TOPOLOGY-AWARE ROBUST OPTIMIZATION FOR OUT-OF-DISTRIBUTION GENERALIZATION

Abstract

Out-of-distribution (OOD) generalization is a challenging machine learning problem yet highly desirable in many high-stake applications. Existing methods suffer from overly pessimistic modeling with low generalization confidence. As generalizing to arbitrary test distributions is impossible, we hypothesize that further structure on the topology of distributions is crucial in developing strong OOD resilience. To this end, we propose topology-aware robust optimization (TRO) that seamlessly integrates distributional topology in a principled optimization framework. More specifically, TRO solves two optimization objectives: (1) Topology Learning which explores data manifold to uncover the distributional topology; (2) Learning on Topology which exploits the topology to constrain robust optimization for tightlybounded generalization risks. We theoretically demonstrate the effectiveness of our approach, and empirically show that it significantly outperforms the state of the arts in a wide range of tasks including classification, regression, and semantic segmentation. Moreover, we empirically find the data-driven distributional topology is consistent with domain knowledge, enhancing the explainability of our approach.

1. INTRODUCTION

Recent years have witnessed a surge of applying machine learning (ML) in high-stake and safetycritical applications.
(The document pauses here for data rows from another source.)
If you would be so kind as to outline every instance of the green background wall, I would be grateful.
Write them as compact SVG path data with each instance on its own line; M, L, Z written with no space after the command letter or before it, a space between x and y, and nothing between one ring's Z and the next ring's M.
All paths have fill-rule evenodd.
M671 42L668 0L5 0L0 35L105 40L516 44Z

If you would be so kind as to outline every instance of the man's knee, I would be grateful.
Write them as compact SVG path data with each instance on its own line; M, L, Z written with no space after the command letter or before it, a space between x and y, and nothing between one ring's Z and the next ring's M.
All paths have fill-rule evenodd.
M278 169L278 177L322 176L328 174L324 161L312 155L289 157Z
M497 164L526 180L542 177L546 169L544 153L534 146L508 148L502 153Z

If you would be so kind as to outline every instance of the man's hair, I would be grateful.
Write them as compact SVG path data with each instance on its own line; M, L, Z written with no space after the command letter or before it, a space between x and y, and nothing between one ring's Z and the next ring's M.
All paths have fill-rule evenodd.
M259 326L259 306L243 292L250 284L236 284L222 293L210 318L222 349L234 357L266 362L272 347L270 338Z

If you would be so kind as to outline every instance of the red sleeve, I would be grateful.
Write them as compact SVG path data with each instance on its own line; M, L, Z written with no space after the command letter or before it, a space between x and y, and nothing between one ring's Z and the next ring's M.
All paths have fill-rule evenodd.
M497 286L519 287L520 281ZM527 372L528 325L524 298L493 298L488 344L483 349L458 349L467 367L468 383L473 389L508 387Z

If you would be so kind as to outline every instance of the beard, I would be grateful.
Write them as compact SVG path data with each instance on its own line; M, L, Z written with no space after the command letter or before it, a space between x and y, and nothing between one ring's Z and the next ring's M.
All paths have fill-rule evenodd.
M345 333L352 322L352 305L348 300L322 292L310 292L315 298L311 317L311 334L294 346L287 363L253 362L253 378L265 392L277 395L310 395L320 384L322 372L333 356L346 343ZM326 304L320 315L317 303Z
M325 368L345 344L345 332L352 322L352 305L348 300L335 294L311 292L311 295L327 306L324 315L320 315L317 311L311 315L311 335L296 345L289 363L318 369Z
Such applications pose an unprecedented out-of-distribution (OOD) generalization challenge: ML models are constantly exposed to unseen distributions that lie outside their training space. Despite well-documented success for interpolation, modern ML models (e.g., deep neural networks) are notoriously weak for extrapolation; a highly accurate model on average can fail catastrophically when presented with rare or unseen distributions (Arjovsky et al., 2019) . For example, a flood predictor, trained with data of all 89 major flood events in the U.S. from 2000 to 2020, would erroneously predict on event "Hurricane Ida" in 2021. Without addressing this challenge, it is unclear when and where a model can be applied and how much risk is associated with its use. A promising solution for out-of-distribution generalization is to conduct distributionally robust optimization (DRO) (Namkoong & Duchi, 2016; Staib & Jegelka, 2019; Levy et al., 2020) . DRO minimizes the worst-case expected risk over an uncertainty set of potential test distributions. The uncertainty set is typically formulated as a divergence ball surrounding the training distribution endowed with a certain distance metric such as f -divergence (Namkoong & Duchi, 2016) and Wasserstein distance (Shafieezadeh Abadeh et al., 2018) . Compared to empirical risk minimization (ERM) (Vapnik, 1998) that minimizes the average loss, DRO is more robust against distributional drifts from spurious correlations, adversarial attacks, subpopulations, or naturally-occurring variation (Robey et al., 2021) . However, it is non-trivial to build a realistic uncertainty set that truly approximates unseen distributions. On the one hand, to confer robustness against extensive distributional drifts, the uncertainty set has to be sufficiently large, which increases the risks of conferring implausible distributions, e.g., outliers, and thus yielding overly pessimistic models with low prediction confidence (Hu et al., 2018; Frogner et al., 2021) . On the other hand, the worst-case distributions are not necessarily the influential ones that are truly connected to unseen distributions; optimizing over worst-case rather than influential distributions would yield compromised OOD resilience.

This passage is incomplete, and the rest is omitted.